Zum Start ein solides Remis gegen den Neuamerikaner Lewon Aronjan. In Runde zwei brachte sich der Aserbaidschaner Schachrijar Mamedscharow gegen Niemann eher selbst um den Sieg. In Runde drei gegen Carlsen lief es nicht viel anders. Niemann musste nur einige sehr gute Züge finden und er hatte zwei Weltklasseleute geschlagen.

Carlsen setzt Verdacht in die Welt

Der nominell schwächste Teilnehmer führte die Tabelle an. Tags darauf zog sich Weltmeister Carlsen vom Turnier zurück und ließ lediglich ein altes Mourinho-Zitat für sich sprechen: "Ich ziehe es vor, nichts zu sagen.

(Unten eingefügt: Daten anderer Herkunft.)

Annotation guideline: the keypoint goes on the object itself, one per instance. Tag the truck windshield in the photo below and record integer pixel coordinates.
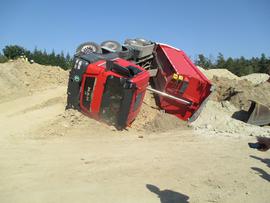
(112, 99)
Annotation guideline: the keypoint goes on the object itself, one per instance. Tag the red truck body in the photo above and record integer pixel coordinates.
(179, 77)
(110, 94)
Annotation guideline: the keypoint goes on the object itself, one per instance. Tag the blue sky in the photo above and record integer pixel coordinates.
(234, 28)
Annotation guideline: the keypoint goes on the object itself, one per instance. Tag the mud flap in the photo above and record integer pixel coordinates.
(259, 114)
(199, 110)
(74, 84)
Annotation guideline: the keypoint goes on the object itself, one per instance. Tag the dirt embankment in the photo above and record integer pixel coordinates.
(231, 95)
(19, 78)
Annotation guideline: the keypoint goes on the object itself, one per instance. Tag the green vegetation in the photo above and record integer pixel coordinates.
(239, 66)
(41, 57)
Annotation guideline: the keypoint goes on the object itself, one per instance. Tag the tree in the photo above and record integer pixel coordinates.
(13, 51)
(221, 62)
(3, 58)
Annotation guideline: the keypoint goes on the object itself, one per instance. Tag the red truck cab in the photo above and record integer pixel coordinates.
(108, 90)
(179, 77)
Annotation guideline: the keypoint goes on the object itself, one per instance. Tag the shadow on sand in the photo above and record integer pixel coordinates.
(168, 196)
(261, 172)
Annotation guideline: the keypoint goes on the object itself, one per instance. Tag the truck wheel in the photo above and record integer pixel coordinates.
(143, 41)
(111, 45)
(88, 47)
(125, 53)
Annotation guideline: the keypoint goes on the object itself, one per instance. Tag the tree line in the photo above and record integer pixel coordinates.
(38, 56)
(239, 66)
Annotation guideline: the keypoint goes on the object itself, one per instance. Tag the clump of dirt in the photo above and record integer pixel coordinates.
(152, 119)
(256, 78)
(239, 92)
(20, 78)
(216, 118)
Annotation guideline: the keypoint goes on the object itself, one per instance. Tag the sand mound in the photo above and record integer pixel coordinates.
(152, 119)
(216, 118)
(256, 78)
(19, 78)
(239, 92)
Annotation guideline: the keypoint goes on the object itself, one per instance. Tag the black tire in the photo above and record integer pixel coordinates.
(88, 47)
(125, 53)
(116, 46)
(143, 41)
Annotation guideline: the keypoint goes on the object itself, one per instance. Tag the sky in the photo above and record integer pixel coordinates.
(233, 27)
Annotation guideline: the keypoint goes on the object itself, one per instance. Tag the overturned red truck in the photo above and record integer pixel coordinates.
(108, 81)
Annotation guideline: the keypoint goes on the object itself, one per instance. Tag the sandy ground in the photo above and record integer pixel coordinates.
(41, 162)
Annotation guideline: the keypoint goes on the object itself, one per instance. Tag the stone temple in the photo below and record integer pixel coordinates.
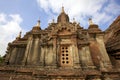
(64, 51)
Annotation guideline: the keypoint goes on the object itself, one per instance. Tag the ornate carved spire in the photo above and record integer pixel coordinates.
(63, 17)
(90, 21)
(38, 24)
(53, 20)
(19, 36)
(63, 9)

Wenn ich etwas sage, komme ich in große Schwierigkeiten, und ich möchte nicht in große Schwierigkeiten kommen." Die Schach-Szene deutete Carlsens Ausstieg als Betrugsvorwurf gegen Niemann. Angeheizt wurden die Spekulationen unter anderem durch den amerikanischen Großmeister Hikaru Nakamura, der mit seinen Online-Streams ein Millionenpublikum erreicht.

Weil Carlsen vor der Hälfte der Runden ausschied, wurde Niemanns Sieg gegen den Norweger nur für die Weltrangliste, nicht aber den Sinquefield Cup gewertet. Niemann nicht länger allein an der Spitze. Am Ende reichte es für Platz sechs.

Beim Onlineturnier Julius Bär Generations Cup setzte Carlsen seinen Boykott gegen Niemann mit einer absichtlichen Niederlage nach nur einem Zug fort. Am Mittwochabend (21.09.2022) wurde das Viertelfinale des Turniers ausgelost. Carlsen und Niemann treffen zumindest in dieser Runde nicht erneut aufeinander.